But even after that, my Ring Alarm has the status “unavailable”

Do you have another idea?

No other ideas really, as that’s a fully functional ring-mqtt. My guess is that, for whatever reason, the Home Assistant side of the MQTT integration is not working, so you could try restarting HA or reconfiguring the HA Mosquitto integration. But, realistically, once ring-mqtt is connected to the broker and sending data the problem pretty much has to be somewhere else and that’s somewhat off-topic for this thread. Good luck.

Ok I’ll keep trying in this post:

I really hope it works again soon.

I am having this same problem. I cannot find anything that makes sense right now. Mosquito is saying it it getting null user and password. Ring-MQTT is set to use auto name, password, and host. I am not sure where to check that the auto information is set correctly but it has been working till I upgraded to 2022.9.7. Not sure if that is when it happened but was about the same time.

I have been having issues with mqtt add-on recently (nothing related to ring) and i had to restart the mqtt add-on and restart the dependent add-on as a follow up.

I’m not sure if this is basic HA functionality, or how this add-on/integration implements it. I noticed that I have 2 ways to disarm the Ring Alarm in an automation.

Under the Action pane:

  1. I can choose the “Device” option, select the Ring alarm device and the “Action” as "Disarm ". It also has a code option, where I added the disarm code.
  2. I can use the “Service” option, choose “alarm_control_panel.alarm_disarm” as the service, and the Ring Alarm entity (not device, but the entity) as the target.
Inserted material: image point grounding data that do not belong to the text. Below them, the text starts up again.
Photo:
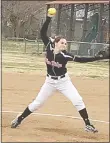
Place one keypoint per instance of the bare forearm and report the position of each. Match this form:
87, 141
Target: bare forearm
44, 29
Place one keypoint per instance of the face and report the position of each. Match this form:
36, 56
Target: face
61, 45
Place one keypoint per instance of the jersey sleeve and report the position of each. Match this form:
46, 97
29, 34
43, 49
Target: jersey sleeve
43, 31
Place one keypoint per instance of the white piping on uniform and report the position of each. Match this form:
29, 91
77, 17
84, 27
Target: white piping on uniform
66, 56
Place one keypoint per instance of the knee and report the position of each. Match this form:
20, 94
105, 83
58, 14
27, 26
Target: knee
35, 105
I did not provide the disarm code in this case.

Behavior:
In #1, the alarm gets disarmed, but my Alexa/Echo devices (which are connected to Ring via the “Guard” feature) ask me for the voice code to disarm the alarm, even though I provided it in the HA action.
In case of #2, the alarm gets disarmed, Alexa doesn’t ask for anything, and neither do I have to provide the code.

TL;DR: If I provide code, then Alexa asks for it again. If I don’t provide it, Alexa doesn’t ask for it. :man_shrugging:

Thoughts or suggestions?

Thanks

I have make an issue (Mosquitto broker Error · Issue #2688 · home-assistant/addons · GitHub) on github.

But I got this answer:

“Ring-MQTT with Video Streaming” is not sending proper authentication, report the issue with the author of “Ring-MQTT with Video Streaming”
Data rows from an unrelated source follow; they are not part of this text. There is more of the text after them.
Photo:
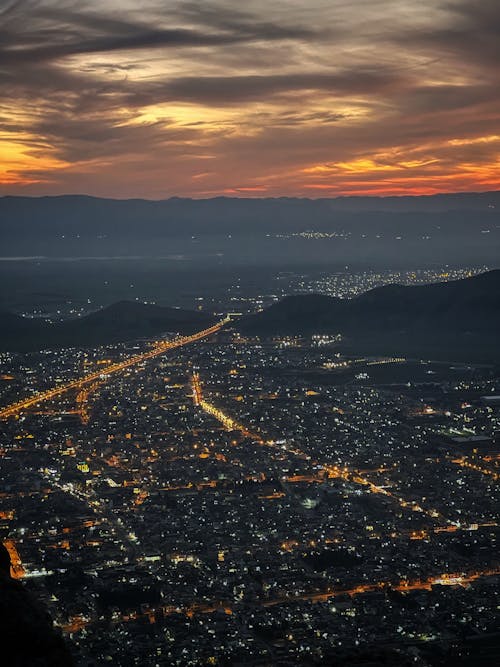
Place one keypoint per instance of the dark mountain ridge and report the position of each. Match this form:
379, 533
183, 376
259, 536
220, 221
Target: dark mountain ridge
459, 317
I’m not really sure I understand the response in that thread. The logs you provided don’t have anything to do with ring-mqtt, you only mentioned it when opening the issue which confused things.

Regardless, it’s exceedingly unlikely that the problem is with the Mosquitto addon or the ring-mqtt addon. According to analytics the Mosquitto addon is deployed by over 50% of all HA users, like 100’s of thousands of users, if there was a basic problem with it there would be literally hundreds of posts about it. Even ring-mqtt, which has a paltry few thousand users (analytics suggest around 4000 total users) there would be dozens of posts on the Github project about this.

I run a fully updated HA for both my production and development instances, everything works without issues and nothing has changed with MQTT authentication of any significance for years, other than the change to the MQTT URL that occurred with the upgrade of ring-mqtt to 5.x. Over 90% of users are on a 5.x version with nearly no reports of this issue.

This means that the problems pretty much have to be caused by specific environmental issues. Now, it could still be a bug that is tickled by a specific setup issue, but the point is, that bug can’t be widespread. Trust me, if even the slightly thing goes wrong globally with ring-mqtt I get dozens of posts in a matter of hours.

So, we’ll need to troubleshoot your specific issues, but this isn’t the place for that. If you are willing and able to share full logs, and all configs, then feel free to open an issue on the Github page.

1 Like
  1. I can choose the “Device” option, select the Ring alarm device and the “Action” as "Disarm ". It also has a code option, where I added the disarm code.

The ring-mqtt integration has no access to the codes in the alarm. This “disarm code” for the device is used only within Home Assistant and you have to manually define this code in the ring-mqtt configuration (this is covered in the documentation).

In #1, the alarm gets disarmed, but my Alexa/Echo devices (which are connected to Ring via the “Guard” feature) ask me for the voice code to disarm the alarm, even though I provided it in the HA action.

I don’t understand what you are trying to do. Ring already has direct integration with Alexa for arming/disarming, why would you attempt to use this through Home Assistant? It’s way easier to just link you Alexa to your Ring account and call it a day vs attempting to go from Alexa to Home Asisstant, to ring-mqtt back to Ring. Of course you can do this, but in that case you’ll need to provide the disarm code you’ve defined for ring-mqtt, not the codes for your actual Ring alarm.